While Simmons isn’t happy that many seeds he’d planned on planting, such as sungold tomatoes, were unavailable this winter when he needed to start them for timely summer harvests, he pivoted by selecting other varieties. But he worries that supply issues that continue through the growing season may ultimately reduce income for small farms.

“In market gardening, the strategy is to keep it moving — let’s crop this thing out, reamend it, and replant. … Timing is key in succession planting, so I think that the shortage of seeds might impact the capacity to have the successions be consistent because the supply isn’t consistent,” Simmons explains. “All we know is how things are right now; we have no idea what it will be like for people ordering in June for getting all their brassicas ready for the fall.”

Growers who contract with seed companies, however, including several local farms that produce for Sow True, could benefit from the situation. “Some of them are getting bigger contracts than they might have otherwise gotten, which is an opportunity for them,” Smith points out.

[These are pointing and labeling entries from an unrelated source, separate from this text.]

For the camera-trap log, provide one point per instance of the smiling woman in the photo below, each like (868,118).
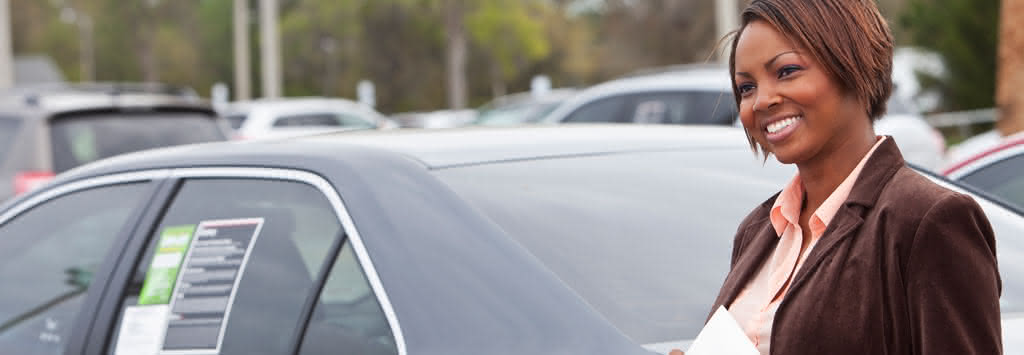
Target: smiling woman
(858,254)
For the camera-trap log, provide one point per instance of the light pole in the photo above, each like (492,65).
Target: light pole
(243,86)
(6,57)
(329,46)
(85,42)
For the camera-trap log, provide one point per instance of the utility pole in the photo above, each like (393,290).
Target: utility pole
(269,48)
(1010,70)
(726,20)
(87,47)
(6,57)
(243,86)
(455,31)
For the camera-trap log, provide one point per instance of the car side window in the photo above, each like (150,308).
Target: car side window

And when the harvests come in on those new contracts, the nation’s seed supply will rebound, she adds. As early as April of last year, we were looking at adding new contracts for seed that we hadn’t planned to have grown out, but we could see demand was increasing,” she says. “And we’ve added more contracts this year, so the production is ramping up. It’s going to catch up; it just is going to take a little time.”

Meanwhile, home gardeners vexed by the prospect of a summer without Cherokee purples can follow Simmons’ lead and break fresh ground in their gardens by trying out varieties that are new to them, Smith says. There were, for example, 18 varieties of slicing tomato seeds still in stock on Sow True’s website when she spoke with Xpress.

To the gardening public who’s worried about the seed shortage, I would say try to be excited about trying something new this year,” she says. “Try not to panic or feel too upset that your old favorites aren’t there, because they’ll come back.”